Mercedes, Hamilton – Russell: coppia (potenzialmente) vincente
“Il team è pieno di ingegneri molto forti nonostante qualche errore che abbiamo commesso qua e là durante l’anno”. Questo è il punto di forza da cui ripartire. Ma è questa la sola colonna su cui poggiare la trave del successo? Allison ritiene che la coppia piloti è uno dei fattori che può contribuire al ritorno della Stella a Tre Punte. Un mix ben assortito che in Formula Uno poche altre squadre possono vantare.
“Abbiamo una formazione di piloti che penso che tutte le squadre guardano con invidia. Abbiamo uno dei nostri driver– ha spiegato Allison riferendosi a Hamilton – che probabilmente è la persona di maggior successo che si sia mai seduta al volante di un’auto da corsa. L’altro è giovane e molto, molto promettente (George Russell). Siamo una squadra molto fortunata. Dobbiamo far valere questa fortuna l’anno prossimo e – si spera – fare meglio della seconda posizione“.
Anche se la gestione dei piloti non è materiale per il lavoro di un direttore tecnico già normalmente oberato da questioni di enorme portata, Allison conferma indirettamente che il team, in continuità col passato, non intende stravolgere il modello a “due attaccanti”. Se Red Bull rappresenta il paradigma da seguire su aspetti tecnici e organizzativi non lo è per l’amministrazione dei conducenti che devono ottenere e percepire medesimo supporto tecnico.
A Milton Keynes il materiale offerto a Verstappen e Perez è perfettamente identico, ma sarebbe stupido non certificare che l’olandese è al centro del progetto. Cosa che determina anche la parabola di sviluppo che il team traccia, come hanno spesso ammesso Pierre Waché, Paul Monaghan e altri illustri esponenti della compagine austriaca. A Brackley questo non si verifica, le indicazioni dei driver vengono usate alla stessa maniera e parimenti si prova a costruire un mezzo che esalti lo stile di entrambi.

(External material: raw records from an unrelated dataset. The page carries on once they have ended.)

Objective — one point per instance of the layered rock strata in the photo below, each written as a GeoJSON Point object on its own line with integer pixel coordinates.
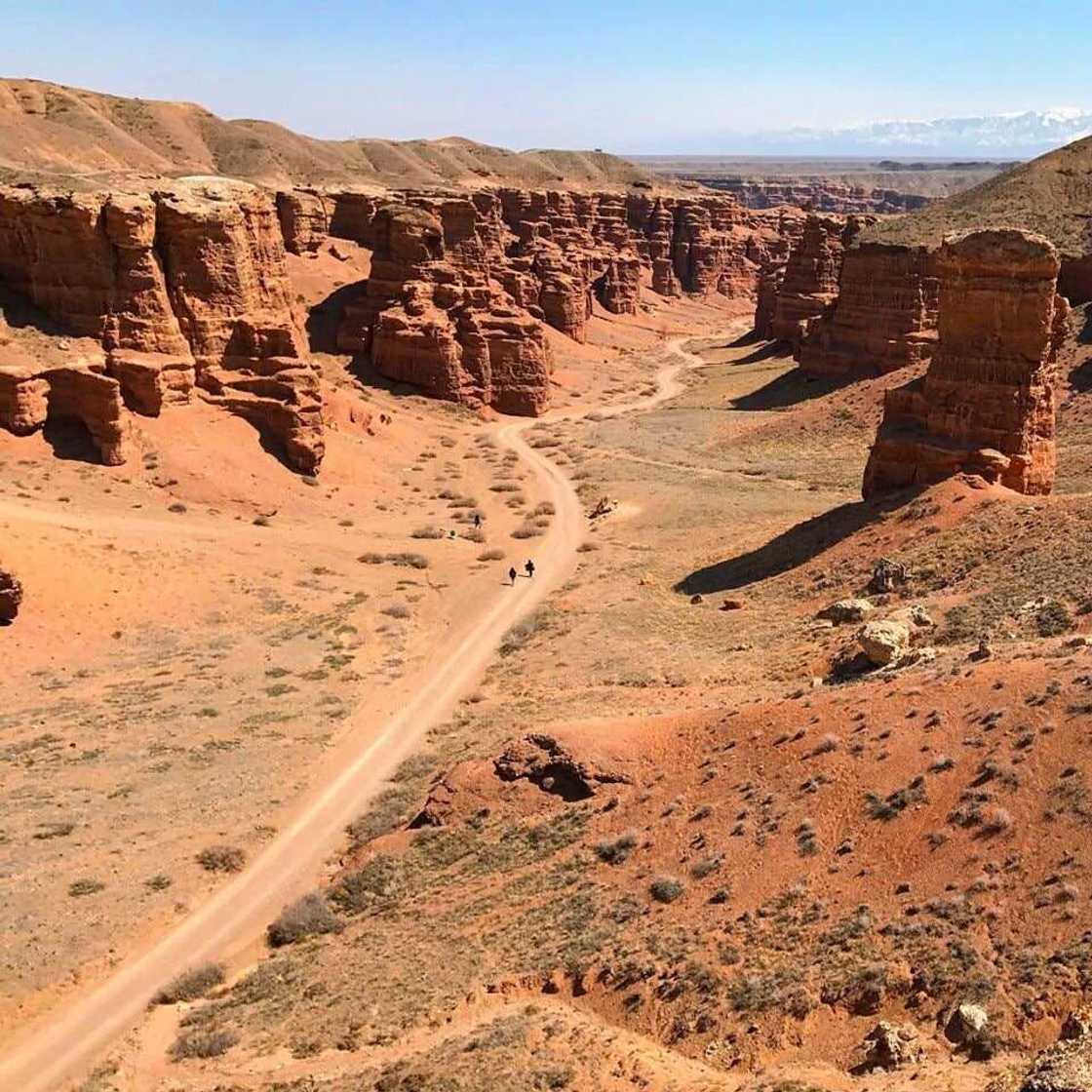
{"type": "Point", "coordinates": [809, 283]}
{"type": "Point", "coordinates": [883, 318]}
{"type": "Point", "coordinates": [986, 404]}
{"type": "Point", "coordinates": [425, 320]}
{"type": "Point", "coordinates": [182, 288]}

Questa verità si riverbera anche nella gestione delle cose di pista visto che i due sono lasciati liberi di duellare entro regole d’ingaggio comunque chiare che non vanno infrante come accaduto, ad esempio, in Qatar. Un episodio sporadico dal quale non è scaturito alcun caso considerando le pronte scuse del sette volte iridato. Mercedes, quindi, si affida anche ai suoi piloti, alle loro capacità di collaborare in sede tecnica, per venir fuori dalle sabbie mobili nelle quali lotta da due anni.